PK Bapas Kendari Diperkuat, Siap Dampingi Pelaku Dewasa dan Anak di Era KUHP Baru
KENDARI, SULTRAINFORMASI.ID – Direktorat Jenderal Pemasyarakatan (Ditjenpas) Sulawesi Tenggara memperkuat kualitas Pembimbing Kemasyarakatan (PK) Balai Pemasyarakatan (Bapas) Kendari dalam menghadapi penerapan Kitab Undang-Undang Hukum Pidana (KUHP) baru Undang-Undang Nomor 1 Tahun 2023.
Kepala Kanwil Ditjenpas Sultra, Sulardi, mengatakan pihaknya memberikan penguatan kepada para PK Bapas Kendari untuk meningkatkan kapasitas, khususnya terkait laporan penelitian kemasyarakatan sebagai bagian dari implementasi KUHP baru.
“Ke depan, dalam sistem peradilan pidana, pembimbing kemasyarakatan bukan hanya melakukan pendampingan terhadap anak tersangka, tetapi juga terhadap pelaku dewasa,” kata Sulardi saat berkunjung ke Kantor Bapas Kelas II Kendari, Kamis (21/08/2025).
Ia juga mengingatkan seluruh pegawai agar meningkatkan sosialisasi terkait tugas dan fungsi PK, termasuk memperluas kerja sama dengan pemerintah daerah, instansi kementerian, lembaga, hingga kelompok masyarakat.

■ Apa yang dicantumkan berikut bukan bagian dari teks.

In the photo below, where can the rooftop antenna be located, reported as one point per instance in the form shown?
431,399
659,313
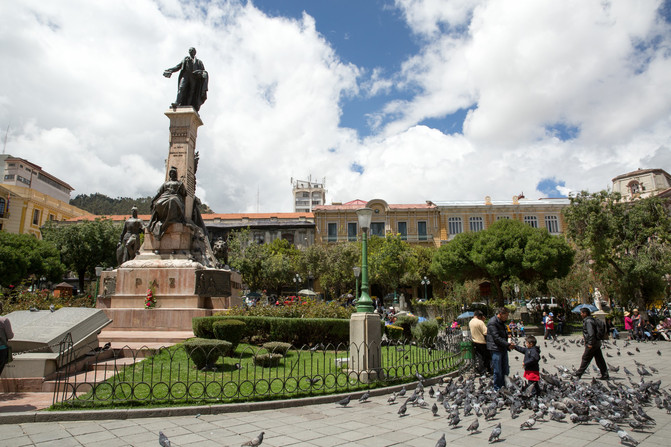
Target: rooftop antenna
4,146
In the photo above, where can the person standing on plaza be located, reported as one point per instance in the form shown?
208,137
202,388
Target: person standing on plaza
592,346
498,346
636,325
628,324
478,330
532,357
6,334
550,327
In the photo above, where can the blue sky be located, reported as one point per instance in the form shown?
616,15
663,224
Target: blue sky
403,100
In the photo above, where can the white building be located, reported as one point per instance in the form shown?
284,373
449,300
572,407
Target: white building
308,194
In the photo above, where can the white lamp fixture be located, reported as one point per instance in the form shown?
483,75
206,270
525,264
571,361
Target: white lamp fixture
364,215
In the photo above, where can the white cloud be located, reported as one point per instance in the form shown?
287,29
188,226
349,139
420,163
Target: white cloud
84,94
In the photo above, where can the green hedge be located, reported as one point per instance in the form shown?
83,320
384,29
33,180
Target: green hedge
229,330
394,333
277,347
297,331
267,360
205,352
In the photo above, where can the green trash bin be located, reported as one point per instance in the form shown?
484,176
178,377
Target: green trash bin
466,350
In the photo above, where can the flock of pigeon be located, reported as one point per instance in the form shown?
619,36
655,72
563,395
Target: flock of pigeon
617,405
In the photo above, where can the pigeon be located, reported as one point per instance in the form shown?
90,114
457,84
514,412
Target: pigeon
256,441
344,402
163,440
527,424
494,436
625,438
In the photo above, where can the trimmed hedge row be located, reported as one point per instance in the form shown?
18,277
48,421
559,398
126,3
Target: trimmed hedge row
297,331
204,352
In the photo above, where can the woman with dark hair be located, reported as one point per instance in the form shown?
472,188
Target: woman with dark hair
167,207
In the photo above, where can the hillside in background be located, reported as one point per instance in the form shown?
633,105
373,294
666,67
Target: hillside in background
100,204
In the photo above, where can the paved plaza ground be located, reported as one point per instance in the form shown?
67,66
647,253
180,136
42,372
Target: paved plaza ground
374,423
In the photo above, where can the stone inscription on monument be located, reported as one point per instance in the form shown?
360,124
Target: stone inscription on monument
213,283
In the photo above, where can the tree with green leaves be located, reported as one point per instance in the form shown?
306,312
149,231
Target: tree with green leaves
247,256
84,245
629,242
392,262
507,249
22,255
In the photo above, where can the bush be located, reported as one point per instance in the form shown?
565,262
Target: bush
297,331
229,330
267,360
277,347
394,333
204,352
426,330
406,322
304,308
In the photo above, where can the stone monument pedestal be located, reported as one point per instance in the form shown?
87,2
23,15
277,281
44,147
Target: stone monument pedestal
179,268
365,342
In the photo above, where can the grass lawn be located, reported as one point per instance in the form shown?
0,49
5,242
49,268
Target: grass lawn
171,378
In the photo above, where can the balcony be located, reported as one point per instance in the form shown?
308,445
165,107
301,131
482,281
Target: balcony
411,238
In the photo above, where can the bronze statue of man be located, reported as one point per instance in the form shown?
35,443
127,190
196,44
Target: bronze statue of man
193,80
129,242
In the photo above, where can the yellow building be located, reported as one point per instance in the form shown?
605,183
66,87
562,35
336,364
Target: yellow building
25,210
470,216
416,223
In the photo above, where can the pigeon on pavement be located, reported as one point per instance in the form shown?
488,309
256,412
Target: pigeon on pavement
344,402
256,441
163,440
494,436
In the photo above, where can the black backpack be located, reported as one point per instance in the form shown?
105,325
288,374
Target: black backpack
601,330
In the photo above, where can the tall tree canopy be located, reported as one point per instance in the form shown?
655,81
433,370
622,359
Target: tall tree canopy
507,249
22,255
85,245
629,242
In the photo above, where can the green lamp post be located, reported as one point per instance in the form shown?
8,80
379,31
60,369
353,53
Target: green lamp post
364,304
357,273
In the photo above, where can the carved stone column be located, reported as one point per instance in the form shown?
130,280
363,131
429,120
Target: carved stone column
184,123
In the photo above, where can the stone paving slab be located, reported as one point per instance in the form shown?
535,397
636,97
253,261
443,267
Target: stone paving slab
371,424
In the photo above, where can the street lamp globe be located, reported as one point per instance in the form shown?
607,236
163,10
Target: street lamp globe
364,215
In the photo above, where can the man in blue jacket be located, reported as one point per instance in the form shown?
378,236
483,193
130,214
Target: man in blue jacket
498,346
592,346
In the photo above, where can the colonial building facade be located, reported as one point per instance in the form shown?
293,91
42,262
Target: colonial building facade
416,223
643,183
463,216
29,197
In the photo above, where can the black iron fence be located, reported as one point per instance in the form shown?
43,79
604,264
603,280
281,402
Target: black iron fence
184,375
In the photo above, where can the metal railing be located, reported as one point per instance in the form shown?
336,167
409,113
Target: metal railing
182,375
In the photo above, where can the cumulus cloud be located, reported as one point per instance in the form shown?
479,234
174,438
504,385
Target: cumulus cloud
574,90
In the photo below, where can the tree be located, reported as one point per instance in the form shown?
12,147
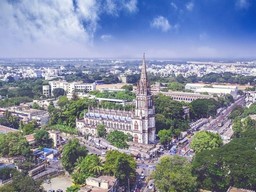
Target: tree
71,152
174,174
89,166
164,136
118,139
241,125
127,87
203,108
28,128
233,164
101,130
22,183
73,188
63,100
35,106
58,92
205,140
13,144
121,165
175,86
42,138
9,120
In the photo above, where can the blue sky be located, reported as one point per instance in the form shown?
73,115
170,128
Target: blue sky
127,28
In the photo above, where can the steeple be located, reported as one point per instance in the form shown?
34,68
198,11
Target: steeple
143,75
143,86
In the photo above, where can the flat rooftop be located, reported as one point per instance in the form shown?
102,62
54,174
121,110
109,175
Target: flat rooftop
4,129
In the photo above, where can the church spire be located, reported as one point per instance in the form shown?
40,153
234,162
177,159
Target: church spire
143,75
143,84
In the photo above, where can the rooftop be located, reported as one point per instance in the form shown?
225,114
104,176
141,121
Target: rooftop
4,129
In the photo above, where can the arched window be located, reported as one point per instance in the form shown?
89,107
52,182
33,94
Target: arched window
135,138
136,127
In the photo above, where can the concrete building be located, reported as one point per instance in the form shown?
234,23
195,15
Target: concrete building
184,96
56,137
46,90
100,184
140,123
27,114
5,129
73,87
212,89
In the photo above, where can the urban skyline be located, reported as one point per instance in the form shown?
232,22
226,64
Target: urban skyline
127,28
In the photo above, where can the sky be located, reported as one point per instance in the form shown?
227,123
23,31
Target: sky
127,28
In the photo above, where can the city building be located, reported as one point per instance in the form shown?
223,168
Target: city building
26,114
183,96
140,123
5,129
70,88
212,89
46,90
100,184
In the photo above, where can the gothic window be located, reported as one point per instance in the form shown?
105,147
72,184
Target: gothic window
136,126
135,138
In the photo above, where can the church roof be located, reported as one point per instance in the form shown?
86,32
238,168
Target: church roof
102,116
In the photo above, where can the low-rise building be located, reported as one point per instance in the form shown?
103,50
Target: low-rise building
212,89
26,114
73,87
5,129
100,184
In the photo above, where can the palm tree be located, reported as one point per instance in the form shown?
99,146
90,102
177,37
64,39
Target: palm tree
97,169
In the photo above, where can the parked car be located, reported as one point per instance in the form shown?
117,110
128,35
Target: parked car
151,186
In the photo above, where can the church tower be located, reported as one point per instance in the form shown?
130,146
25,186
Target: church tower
144,119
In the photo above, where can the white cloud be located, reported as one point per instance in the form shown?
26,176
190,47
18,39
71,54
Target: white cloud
190,6
204,51
45,26
113,7
242,4
174,5
161,23
106,37
131,6
203,36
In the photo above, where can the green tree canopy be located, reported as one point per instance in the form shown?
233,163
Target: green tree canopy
42,138
101,130
22,183
13,144
233,164
28,128
58,92
203,108
121,165
175,86
89,166
62,101
71,152
174,174
118,139
164,136
205,140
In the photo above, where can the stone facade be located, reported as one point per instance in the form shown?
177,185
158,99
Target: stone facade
140,123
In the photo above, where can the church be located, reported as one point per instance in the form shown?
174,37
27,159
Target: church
140,122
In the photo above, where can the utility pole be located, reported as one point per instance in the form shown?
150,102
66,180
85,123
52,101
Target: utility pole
129,185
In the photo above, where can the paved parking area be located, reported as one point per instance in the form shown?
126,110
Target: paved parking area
60,182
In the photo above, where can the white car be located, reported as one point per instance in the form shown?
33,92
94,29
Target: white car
151,186
142,176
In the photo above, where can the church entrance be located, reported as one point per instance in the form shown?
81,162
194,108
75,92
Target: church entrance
135,138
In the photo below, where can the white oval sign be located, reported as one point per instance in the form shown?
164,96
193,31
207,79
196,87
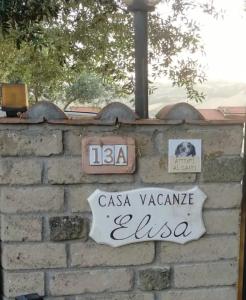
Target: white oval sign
148,214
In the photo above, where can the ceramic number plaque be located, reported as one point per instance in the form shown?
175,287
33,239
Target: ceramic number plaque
184,156
108,155
147,214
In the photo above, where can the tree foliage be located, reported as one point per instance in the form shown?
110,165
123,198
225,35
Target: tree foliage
60,39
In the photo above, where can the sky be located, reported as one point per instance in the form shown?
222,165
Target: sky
225,41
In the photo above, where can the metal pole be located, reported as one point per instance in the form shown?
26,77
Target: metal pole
141,63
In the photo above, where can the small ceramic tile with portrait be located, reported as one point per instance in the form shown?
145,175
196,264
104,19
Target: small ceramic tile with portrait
184,155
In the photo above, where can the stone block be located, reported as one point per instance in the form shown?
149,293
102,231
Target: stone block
222,221
219,293
154,279
30,142
33,256
222,169
21,228
155,170
214,138
93,281
32,199
117,296
20,171
205,249
223,195
91,254
69,171
144,144
221,273
22,283
73,141
68,228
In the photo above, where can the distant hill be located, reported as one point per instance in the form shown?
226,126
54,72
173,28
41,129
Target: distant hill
218,93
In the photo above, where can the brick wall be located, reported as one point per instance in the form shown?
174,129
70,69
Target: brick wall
45,217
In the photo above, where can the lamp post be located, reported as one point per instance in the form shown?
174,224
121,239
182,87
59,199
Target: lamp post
140,9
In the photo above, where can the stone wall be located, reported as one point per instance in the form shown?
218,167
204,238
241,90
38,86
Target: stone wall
45,217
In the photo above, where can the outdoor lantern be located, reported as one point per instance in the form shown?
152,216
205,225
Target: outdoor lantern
14,98
140,9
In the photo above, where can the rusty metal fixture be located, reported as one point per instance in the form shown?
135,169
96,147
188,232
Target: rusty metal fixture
117,112
179,111
44,111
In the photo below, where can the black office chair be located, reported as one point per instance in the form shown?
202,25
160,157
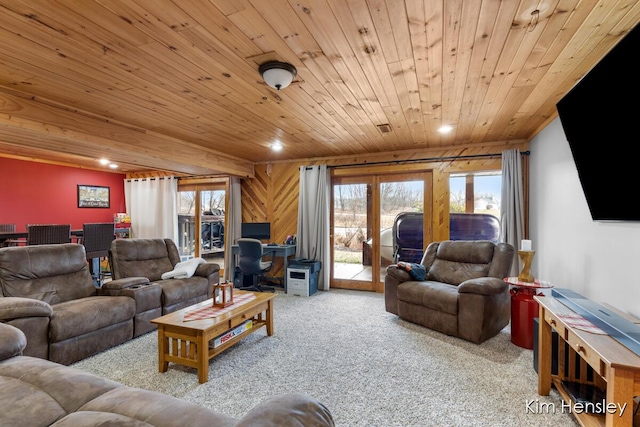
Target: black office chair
96,238
250,262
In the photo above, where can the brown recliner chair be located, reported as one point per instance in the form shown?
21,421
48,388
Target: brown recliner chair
463,293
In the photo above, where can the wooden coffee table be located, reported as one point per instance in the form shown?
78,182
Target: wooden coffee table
187,343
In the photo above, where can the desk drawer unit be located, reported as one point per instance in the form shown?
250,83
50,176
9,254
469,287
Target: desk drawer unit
301,281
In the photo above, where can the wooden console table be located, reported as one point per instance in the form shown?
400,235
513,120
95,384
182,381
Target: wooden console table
615,367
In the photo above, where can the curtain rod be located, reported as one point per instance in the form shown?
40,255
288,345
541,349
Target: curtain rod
151,178
426,159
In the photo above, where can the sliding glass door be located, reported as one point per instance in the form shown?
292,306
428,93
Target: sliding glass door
364,208
201,221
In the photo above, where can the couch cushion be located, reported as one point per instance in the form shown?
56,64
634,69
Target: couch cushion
176,291
38,392
79,317
18,307
156,408
435,295
457,261
140,257
13,341
93,418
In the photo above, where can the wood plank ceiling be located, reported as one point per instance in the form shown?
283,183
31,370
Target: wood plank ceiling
173,85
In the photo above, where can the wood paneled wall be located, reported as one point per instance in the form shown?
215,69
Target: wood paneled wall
272,196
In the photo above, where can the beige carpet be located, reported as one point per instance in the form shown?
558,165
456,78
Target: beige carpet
369,367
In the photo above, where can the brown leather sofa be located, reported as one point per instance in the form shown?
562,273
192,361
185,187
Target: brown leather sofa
47,292
150,258
463,294
38,392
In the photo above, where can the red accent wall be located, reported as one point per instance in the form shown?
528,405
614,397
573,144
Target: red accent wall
39,193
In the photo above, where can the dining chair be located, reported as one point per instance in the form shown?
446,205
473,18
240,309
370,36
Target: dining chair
97,238
48,234
9,228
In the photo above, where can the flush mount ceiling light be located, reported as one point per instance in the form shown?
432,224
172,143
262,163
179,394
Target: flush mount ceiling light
444,129
277,74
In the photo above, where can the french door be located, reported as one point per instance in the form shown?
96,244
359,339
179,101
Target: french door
364,207
201,220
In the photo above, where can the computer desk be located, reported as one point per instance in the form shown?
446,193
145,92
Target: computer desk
282,251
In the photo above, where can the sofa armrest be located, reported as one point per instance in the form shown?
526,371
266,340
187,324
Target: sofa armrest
483,285
394,277
207,269
13,341
288,410
125,283
398,275
18,307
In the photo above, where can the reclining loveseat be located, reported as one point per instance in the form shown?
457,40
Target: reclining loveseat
47,292
463,293
36,392
146,260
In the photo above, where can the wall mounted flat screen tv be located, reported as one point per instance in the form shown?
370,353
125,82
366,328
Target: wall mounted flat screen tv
256,230
601,120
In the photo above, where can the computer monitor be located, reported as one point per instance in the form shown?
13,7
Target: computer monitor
256,230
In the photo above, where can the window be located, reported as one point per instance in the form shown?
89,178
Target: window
475,206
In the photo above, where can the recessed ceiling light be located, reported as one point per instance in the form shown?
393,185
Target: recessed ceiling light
445,129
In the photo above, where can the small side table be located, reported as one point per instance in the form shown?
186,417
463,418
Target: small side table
524,309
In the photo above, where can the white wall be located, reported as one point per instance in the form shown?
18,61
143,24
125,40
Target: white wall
599,260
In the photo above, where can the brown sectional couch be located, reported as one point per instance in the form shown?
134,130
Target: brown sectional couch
47,292
463,293
36,392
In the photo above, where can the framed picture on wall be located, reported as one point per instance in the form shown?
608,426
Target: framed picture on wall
93,196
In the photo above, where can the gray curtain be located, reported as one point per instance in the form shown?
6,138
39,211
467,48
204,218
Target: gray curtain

“Kerja sama ini penting untuk menyiapkan tempat-tempat bagi pelaku tindak pidana yang nantinya mendapatkan pidana alternatif nonpenjara atau kerja sosial di berbagai fasilitas umum,” jelasnya.
Sementara itu, Kepala Bapas Kelas II Kendari, R Teja Iskandar, menyebut pihaknya telah menyiapkan sejumlah lokasi di wilayah kerja Bapas Kendari yang meliputi satu kota dan tujuh kabupaten di Sultra.
“Kami sudah mulai menjalin kerja sama di beberapa wilayah. Sebab nantinya tugas Bapas bertambah, yaitu memberikan rekomendasi kepada hakim apakah pelaku tindak pidana layak mendapatkan pidana alternatif atau tidak,” ungkap Teja.
Selain itu, Bapas Kendari juga berencana membangun perpustakaan internal untuk menunjang kebutuhan referensi PK terkait KUHP baru.
Adapun wilayah kerja Bapas Kendari mencakup Kota Kendari, Kabupaten Konawe, Konawe Selatan, Konawe Kepulauan, Konawe Utara, Kolaka, Kolaka Utara, dan Kolaka Timur.